В тот вечер никто из нас не произнес больше ни слова. Мой отец рано ушел в свою комнату, что было не в его привычках. Однако он никогда не приглашал меня засиживаться с ним допоздна в библиотеке. У меня имелся свой маленький кабинет или курительная комната, где хранились все мои сокровища, — сувениры, приобретенные во время моих путешествий и любимые книги, — и где я всегда уединялся после вечерней молитвы, словно следуя заведенному для себя некогда правилу. Тем вечером я, как обычно, удалился к себе в комнату и, как обычно, читал, но невнимательно и часто отвлекаясь, чтобы подумать. Когда было уже совсем поздно, я вышел через стеклянную дверь на лужайку и обошел дом, намереваясь заглянуть в окна гостиной, как делал это в детстве. Но я забыл, что все окна были закрыты ставнями на ночь, и ничто, кроме слабого света, пробивавшегося через щели, не свидетельствовало о том, что здесь поселился новый обитатель.

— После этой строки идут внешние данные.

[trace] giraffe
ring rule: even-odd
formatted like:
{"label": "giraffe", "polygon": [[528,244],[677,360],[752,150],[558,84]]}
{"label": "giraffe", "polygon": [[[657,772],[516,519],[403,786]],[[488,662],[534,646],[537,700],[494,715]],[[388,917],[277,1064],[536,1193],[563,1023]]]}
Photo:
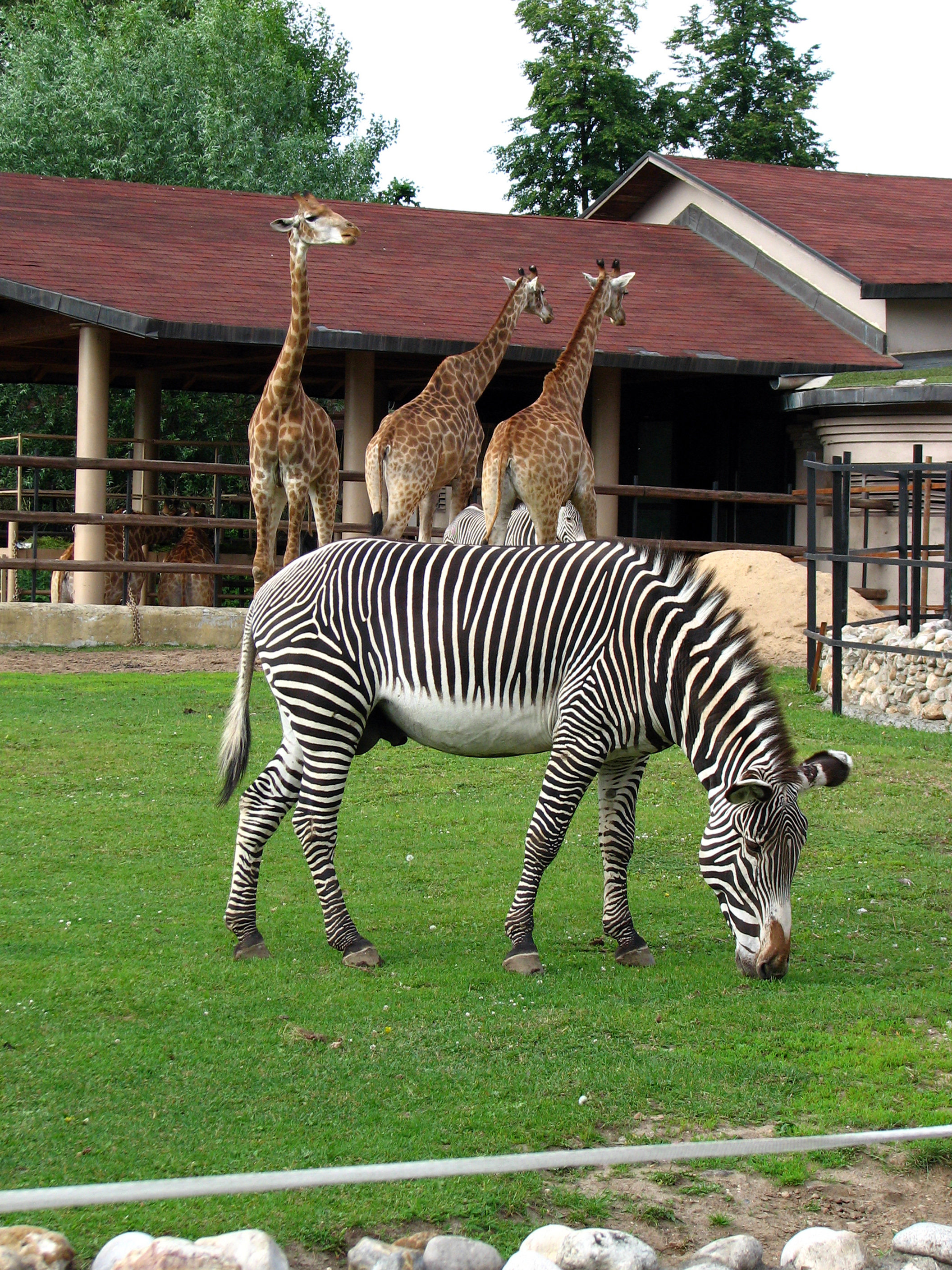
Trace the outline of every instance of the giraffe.
{"label": "giraffe", "polygon": [[633,273],[622,273],[618,260],[612,277],[604,260],[598,277],[586,273],[592,295],[571,339],[548,372],[537,401],[505,419],[493,433],[482,461],[482,507],[486,541],[505,542],[513,507],[526,503],[539,542],[557,541],[559,511],[570,499],[581,516],[586,538],[597,536],[595,461],[581,425],[595,340],[602,319],[625,325],[622,300]]}
{"label": "giraffe", "polygon": [[429,542],[439,490],[451,486],[449,519],[470,500],[482,450],[482,424],[476,403],[513,338],[523,310],[552,321],[534,265],[519,269],[489,334],[467,353],[439,363],[419,396],[388,414],[367,446],[364,472],[371,498],[371,532],[401,538],[406,522],[420,508],[420,542]]}
{"label": "giraffe", "polygon": [[[166,504],[166,516],[204,516],[206,508],[188,505],[184,512]],[[215,564],[212,535],[189,525],[166,555],[165,563]],[[208,573],[162,573],[159,575],[156,599],[161,606],[211,608],[215,603],[215,578]]]}
{"label": "giraffe", "polygon": [[288,235],[291,248],[291,324],[284,345],[268,376],[261,400],[248,425],[251,502],[258,523],[258,547],[251,573],[255,594],[274,573],[278,521],[288,507],[288,545],[284,563],[297,559],[301,522],[310,497],[321,545],[330,541],[338,505],[338,441],[334,424],[305,392],[301,367],[307,351],[311,309],[307,293],[307,249],[352,244],[360,231],[314,194],[296,194],[297,212],[272,221]]}

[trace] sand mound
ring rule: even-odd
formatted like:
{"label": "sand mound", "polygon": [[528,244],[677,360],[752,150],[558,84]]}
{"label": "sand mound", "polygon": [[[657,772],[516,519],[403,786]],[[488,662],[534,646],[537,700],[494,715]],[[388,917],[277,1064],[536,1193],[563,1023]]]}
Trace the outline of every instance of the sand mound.
{"label": "sand mound", "polygon": [[[773,551],[710,551],[699,564],[744,615],[768,665],[806,665],[806,565]],[[850,622],[880,616],[868,599],[849,592]],[[819,570],[816,621],[833,624],[833,582]]]}

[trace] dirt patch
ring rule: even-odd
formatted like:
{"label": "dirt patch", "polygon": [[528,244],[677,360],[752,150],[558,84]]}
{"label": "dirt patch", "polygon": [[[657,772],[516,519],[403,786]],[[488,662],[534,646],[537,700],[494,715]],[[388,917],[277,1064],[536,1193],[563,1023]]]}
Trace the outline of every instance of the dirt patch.
{"label": "dirt patch", "polygon": [[[90,672],[151,671],[182,674],[185,671],[237,672],[236,648],[67,648],[62,650],[0,648],[0,673],[88,674]],[[255,663],[260,669],[260,663]]]}
{"label": "dirt patch", "polygon": [[776,1266],[787,1240],[807,1226],[854,1231],[872,1259],[889,1252],[894,1233],[913,1222],[952,1223],[952,1168],[905,1171],[899,1158],[895,1166],[869,1156],[849,1168],[814,1166],[800,1186],[740,1168],[677,1165],[598,1171],[578,1185],[608,1200],[612,1224],[669,1264],[711,1240],[753,1234],[764,1246],[764,1262]]}
{"label": "dirt patch", "polygon": [[[806,565],[773,551],[711,551],[701,556],[731,603],[754,632],[768,665],[803,665],[806,660]],[[880,610],[849,592],[849,620],[880,617]],[[833,580],[816,574],[816,620],[833,621]]]}

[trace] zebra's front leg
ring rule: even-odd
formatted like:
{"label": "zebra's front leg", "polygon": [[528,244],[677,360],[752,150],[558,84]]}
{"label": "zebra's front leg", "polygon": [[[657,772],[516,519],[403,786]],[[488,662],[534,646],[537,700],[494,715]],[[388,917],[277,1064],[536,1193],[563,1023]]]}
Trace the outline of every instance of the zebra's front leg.
{"label": "zebra's front leg", "polygon": [[338,812],[352,757],[340,751],[307,754],[293,824],[321,902],[327,942],[343,954],[344,965],[369,969],[382,965],[383,958],[354,926],[334,867]]}
{"label": "zebra's front leg", "polygon": [[604,865],[602,930],[618,941],[619,965],[654,965],[628,907],[628,864],[635,850],[635,808],[649,756],[607,762],[598,773],[598,841]]}
{"label": "zebra's front leg", "polygon": [[258,874],[264,845],[297,799],[301,787],[301,754],[286,735],[278,753],[240,799],[235,862],[225,925],[237,936],[235,959],[270,956],[258,930]]}
{"label": "zebra's front leg", "polygon": [[542,961],[532,939],[534,906],[542,874],[559,855],[575,809],[592,784],[604,758],[604,752],[586,753],[584,742],[574,738],[574,744],[553,747],[546,767],[536,810],[526,834],[523,861],[515,899],[506,914],[505,932],[512,949],[503,961],[506,970],[518,974],[538,974]]}

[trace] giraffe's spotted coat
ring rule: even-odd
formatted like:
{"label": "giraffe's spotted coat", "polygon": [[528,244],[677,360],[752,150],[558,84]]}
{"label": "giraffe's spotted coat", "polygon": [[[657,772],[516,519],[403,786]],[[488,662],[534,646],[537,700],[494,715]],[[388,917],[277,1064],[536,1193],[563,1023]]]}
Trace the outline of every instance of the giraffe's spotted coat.
{"label": "giraffe's spotted coat", "polygon": [[552,320],[545,287],[534,271],[513,282],[489,334],[467,353],[440,362],[413,401],[387,415],[367,446],[364,472],[374,525],[388,538],[404,536],[420,508],[420,542],[429,542],[440,489],[451,486],[449,519],[470,502],[482,450],[476,403],[482,396],[527,310]]}

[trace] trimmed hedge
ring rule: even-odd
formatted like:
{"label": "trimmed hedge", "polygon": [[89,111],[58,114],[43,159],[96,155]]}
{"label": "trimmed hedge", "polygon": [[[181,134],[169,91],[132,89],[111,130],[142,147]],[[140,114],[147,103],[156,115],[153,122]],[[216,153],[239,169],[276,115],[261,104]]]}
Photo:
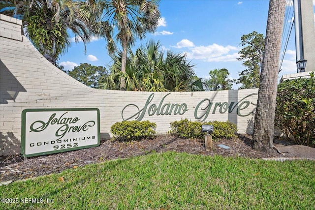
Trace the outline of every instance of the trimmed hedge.
{"label": "trimmed hedge", "polygon": [[111,132],[117,139],[130,141],[153,137],[156,133],[155,122],[146,121],[123,121],[111,126]]}
{"label": "trimmed hedge", "polygon": [[215,141],[221,139],[230,139],[237,137],[235,135],[235,133],[237,131],[236,125],[228,121],[201,122],[185,119],[174,121],[170,124],[170,132],[182,138],[203,139],[206,135],[206,133],[201,132],[201,125],[207,124],[213,125],[214,131],[212,135],[212,139]]}
{"label": "trimmed hedge", "polygon": [[275,125],[297,143],[315,146],[315,78],[286,80],[278,85]]}

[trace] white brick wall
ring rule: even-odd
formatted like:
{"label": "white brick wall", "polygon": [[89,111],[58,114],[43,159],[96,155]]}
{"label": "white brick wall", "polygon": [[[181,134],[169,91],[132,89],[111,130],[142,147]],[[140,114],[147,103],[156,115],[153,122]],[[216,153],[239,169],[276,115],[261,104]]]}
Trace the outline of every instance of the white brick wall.
{"label": "white brick wall", "polygon": [[[21,25],[20,21],[0,15],[0,154],[20,152],[21,114],[25,109],[97,108],[100,111],[101,138],[105,138],[111,135],[110,126],[123,120],[122,112],[124,107],[134,104],[141,109],[152,93],[100,90],[85,86],[43,58],[29,40],[21,35]],[[234,106],[246,96],[257,92],[257,89],[252,89],[171,92],[165,98],[163,104],[185,103],[188,110],[185,114],[174,115],[172,113],[171,115],[158,116],[156,113],[149,116],[148,111],[150,106],[156,104],[158,106],[162,98],[169,93],[155,92],[142,120],[155,122],[157,131],[165,133],[170,130],[169,123],[172,121],[185,118],[196,120],[196,106],[202,100],[208,98],[213,104],[206,121],[229,120],[237,124],[239,132],[251,133],[252,115],[240,117],[236,114],[237,106],[229,114],[228,112],[220,114],[220,107],[217,108],[215,114],[213,111],[216,102],[229,104],[234,102]],[[255,104],[257,94],[245,100]],[[205,108],[206,102],[200,108]],[[254,108],[255,105],[251,104],[241,112],[249,113]],[[136,111],[135,107],[129,106],[126,109],[124,116],[131,116]],[[199,108],[197,114],[200,116],[205,112]]]}

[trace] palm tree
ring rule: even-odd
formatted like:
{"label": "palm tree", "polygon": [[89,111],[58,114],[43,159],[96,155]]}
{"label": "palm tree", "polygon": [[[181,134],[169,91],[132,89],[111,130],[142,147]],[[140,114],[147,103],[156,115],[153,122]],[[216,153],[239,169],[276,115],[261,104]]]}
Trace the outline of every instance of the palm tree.
{"label": "palm tree", "polygon": [[122,78],[126,81],[128,90],[149,91],[196,91],[203,90],[204,83],[196,77],[193,65],[186,60],[186,55],[171,51],[164,57],[159,41],[149,40],[145,47],[139,48],[134,54],[128,48],[126,72],[121,71],[122,52],[112,57],[111,73],[103,78],[104,89],[119,90]]}
{"label": "palm tree", "polygon": [[[70,29],[85,43],[89,31],[77,12],[78,2],[72,0],[8,0],[1,4],[2,13],[23,20],[26,35],[52,63],[70,45]],[[76,41],[78,40],[76,39]]]}
{"label": "palm tree", "polygon": [[264,56],[253,128],[253,147],[273,147],[275,112],[285,0],[270,0]]}
{"label": "palm tree", "polygon": [[[136,38],[142,39],[147,32],[153,32],[160,14],[158,0],[87,0],[80,6],[81,17],[89,23],[91,31],[107,40],[110,55],[117,52],[114,38],[122,47],[121,71],[126,73],[128,47],[134,45]],[[92,14],[92,15],[91,15]],[[114,34],[116,36],[114,37]],[[120,81],[126,90],[125,81]]]}

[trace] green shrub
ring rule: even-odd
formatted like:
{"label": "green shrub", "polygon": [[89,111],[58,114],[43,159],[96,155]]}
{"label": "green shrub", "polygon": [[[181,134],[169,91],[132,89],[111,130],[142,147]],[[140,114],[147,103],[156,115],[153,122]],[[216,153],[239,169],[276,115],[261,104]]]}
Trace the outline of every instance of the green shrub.
{"label": "green shrub", "polygon": [[175,133],[180,137],[203,139],[206,133],[201,132],[201,125],[212,124],[214,131],[212,133],[214,141],[221,139],[230,139],[236,137],[237,131],[236,125],[231,122],[220,122],[218,121],[198,122],[189,120],[188,119],[174,121],[171,122],[171,132]]}
{"label": "green shrub", "polygon": [[[313,74],[314,75],[314,74]],[[275,125],[300,144],[315,144],[315,78],[286,80],[278,87]]]}
{"label": "green shrub", "polygon": [[155,122],[146,121],[123,121],[111,126],[111,132],[116,138],[125,141],[150,138],[156,133]]}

Утром мой отец снова был самим собой. Он без всяких эмоций рассказал мне о том, каким образом получил эту картину. Она принадлежала семье моей матери и, в конце концов, оказалась у ее кузена, жившего за границей, — «Человека, который мне не нравился и которому не нравился я, — сказал мой отец. — Он отказал мне во всех моих просьбах сделать копию. Можешь представить себе, Фил, как я этого хотел. Если бы мне это удалось, ты, по крайней мере, был бы знаком с внешностью твоей матери и не испытал бы такого потрясения. Но он не соглашался. Я полагаю, ему доставляло определенное удовольствие думать, что только у него есть ее портрет. Но сейчас он умер, и терзаемый угрызениями совести, — или же по иной какой-то причине, — завещал его мне».
— Это был добрый поступок, — сказал я.
— Да, или за этим скрывается что-то еще. Он мог подумать, что таким образом связывает меня каким-то обязательством, — сказал мой отец, но, казалось, никак не собирался пояснить свои слова. Я не знал, каким обязательством должен был бы быть связан мой отец, ни кто был тот человек, который возложил его на нас, лежа на смертном одре. По крайней мере, я испытывал чувство долга по отношению к нему, хотя, поскольку он был мертв, не мог понять, каким образом могу с ним расплатиться. Мой отец больше ничего не сказал; казалось, ему не нравилась эта тема. Когда я попытался вернуться к ней, он обратился к своим письмам и газетам. Очевидно, по его мнению, уже сказанного было вполне достаточно.
Тогда я пошел в гостиную, чтобы еще раз взглянуть на портрет. Мне показалось, что тревога в глазах девушки была не столь очевидна, как мне почудилось накануне вечером. Возможно, освещение было более благоприятным. Ее портрет располагался над тем местом, где, — я в этом не сомневался, — она сидела при жизни, где стояла ее маленькая рабочая корзинка, — рама почти касалась ее. Девушка на портрете была изображена в полный рост, а мы повесили его низко, так что, если бы она могла войти в комнату, то оказалась бы лицом к лицу со мной. Я снова улыбнулся странной мысли, что это юное создание — почти ребенок — может быть моей матерью, и мои глаза снова увлажнились. Человек, вернувший ее нам, действительно был нашим благодетелем. Я сказал себе, что если смогу когда-нибудь сделать что-нибудь для него или для кого-то из его близких, то непременно сделаю это ради себя… ради этого прелестного юного существа. И когда я стоял здесь, глядя на портрет и размышляя подобным образом, — вынужден признаться, что все остальное, так занимавшее меня накануне вечером, совершенно вылетело у меня из головы.
Однако такие вещи редко забываются. Когда я вышел днем на свою обычную прогулку, — точнее, когда возвращался с этой прогулки, — я снова увидел перед собой женщину с ребенком, рассказ которой накануне вечером поверг меня в смятение. Она, как и прежде, ждала у ворот и спросила: «Ах, молодой господин, нет ли у вас для меня каких-нибудь новостей?»
— Видите ли… я… был очень занят. У меня просто не было времени что-то сделать для вас.
— Ах! — произнесла она с легким разочарованием. — Мой муж сказал, чтобы я не слишком обнадеживалась, потому что поступки благородных людей трудно понять.
— Я не могу объяснить вам, — сказал я как можно мягче, — что заставило меня забыть о вашем деле. Но это было событие, которое, в конечном итоге, может принести вам только пользу. А теперь ступайте домой, найдите человека, который забрал все ваши вещи, и скажите ему, чтобы он пришел ко мне. Обещаю вам, что все будет улажено.